Interpreting Cloud Computer Vision Pain-Points: A Mining Study of Stack Overflow
Cummaudo, Alex, Vasa, Rajesh, Barnett, Scott, Grundy, John, Abdelrazek, Mohamed
Intelligent services are becoming increasingly more pervasive; application developers want to leverage the latest advances in areas such as computer vision to provide new services and products to users, and large technology firms enable this via RESTful APIs. While such APIs promise an easy-to-integrate on-demand machine intelligence, their current design, documentation and developer interface hides much of the underlying machine learning techniques that power them. Such APIs look and feel like conventional APIs but abstract away data-driven probabilistic behaviour - the implications of a developer treating these APIs in the same way as other, traditional cloud services, such as cloud storage, is of concern.
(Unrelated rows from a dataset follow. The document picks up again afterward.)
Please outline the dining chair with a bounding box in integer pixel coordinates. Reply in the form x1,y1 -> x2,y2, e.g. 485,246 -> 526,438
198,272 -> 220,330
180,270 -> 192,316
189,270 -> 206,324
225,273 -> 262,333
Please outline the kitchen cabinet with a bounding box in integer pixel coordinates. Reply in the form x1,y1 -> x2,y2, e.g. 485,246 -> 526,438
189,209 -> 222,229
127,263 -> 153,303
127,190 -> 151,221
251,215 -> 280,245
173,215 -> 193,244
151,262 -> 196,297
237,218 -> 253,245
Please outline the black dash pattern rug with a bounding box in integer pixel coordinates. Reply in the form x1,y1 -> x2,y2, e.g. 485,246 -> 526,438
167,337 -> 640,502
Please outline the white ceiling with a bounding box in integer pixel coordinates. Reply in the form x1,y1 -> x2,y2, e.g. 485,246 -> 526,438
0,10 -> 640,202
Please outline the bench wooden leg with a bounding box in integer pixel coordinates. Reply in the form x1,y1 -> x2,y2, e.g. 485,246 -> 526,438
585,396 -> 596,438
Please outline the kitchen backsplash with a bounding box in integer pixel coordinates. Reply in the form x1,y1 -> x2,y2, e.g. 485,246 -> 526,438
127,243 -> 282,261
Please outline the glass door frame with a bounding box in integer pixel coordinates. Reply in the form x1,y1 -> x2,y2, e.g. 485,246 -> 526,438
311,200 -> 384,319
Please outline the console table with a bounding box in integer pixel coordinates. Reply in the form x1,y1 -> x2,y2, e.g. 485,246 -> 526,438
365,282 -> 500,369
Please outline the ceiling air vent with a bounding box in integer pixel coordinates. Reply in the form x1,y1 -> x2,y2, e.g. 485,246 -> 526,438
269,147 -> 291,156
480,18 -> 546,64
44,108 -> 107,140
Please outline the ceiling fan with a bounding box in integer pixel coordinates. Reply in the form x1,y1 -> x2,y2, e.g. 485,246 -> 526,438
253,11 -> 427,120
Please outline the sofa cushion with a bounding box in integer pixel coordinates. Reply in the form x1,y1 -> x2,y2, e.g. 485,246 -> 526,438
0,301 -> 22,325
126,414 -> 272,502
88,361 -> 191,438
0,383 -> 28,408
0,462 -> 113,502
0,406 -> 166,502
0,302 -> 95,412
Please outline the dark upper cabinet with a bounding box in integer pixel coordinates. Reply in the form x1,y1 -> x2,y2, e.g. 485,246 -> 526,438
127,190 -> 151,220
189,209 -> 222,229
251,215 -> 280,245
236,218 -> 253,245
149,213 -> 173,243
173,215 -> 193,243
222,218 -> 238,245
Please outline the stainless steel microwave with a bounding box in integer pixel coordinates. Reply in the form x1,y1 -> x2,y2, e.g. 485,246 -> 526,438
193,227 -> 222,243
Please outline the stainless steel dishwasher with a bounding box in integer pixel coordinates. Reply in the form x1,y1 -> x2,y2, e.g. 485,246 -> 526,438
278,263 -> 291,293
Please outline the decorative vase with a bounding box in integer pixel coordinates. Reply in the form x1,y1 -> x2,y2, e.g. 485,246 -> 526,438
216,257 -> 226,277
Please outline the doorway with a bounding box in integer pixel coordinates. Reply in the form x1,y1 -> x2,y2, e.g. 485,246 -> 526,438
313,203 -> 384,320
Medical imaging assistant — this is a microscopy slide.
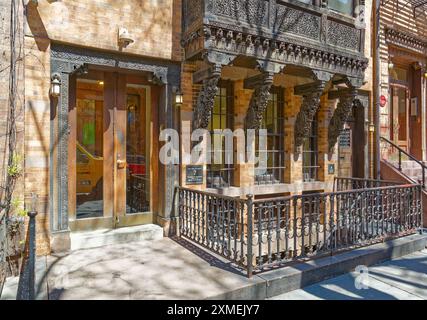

The objective of this study is to determine the various pain-points developers face when implementing systems that rely on the most mature of these intelligent services, specifically those that provide computer vision. We use Stack Overflow to mine indications of the frustrations that developers appear to face when using computer vision services, classifying their questions against two recent classification taxonomies (documentation-related and general questions). We find that, unlike mature fields like mobile development, there is a contrast in the types of questions asked by developers. These indicate a shallow understanding of the underlying technology that empower such systems. We discuss several implications of these findings via the lens of learning taxonomies to suggest how the software engineering community can improve these services and comment on the nature by which developers use them.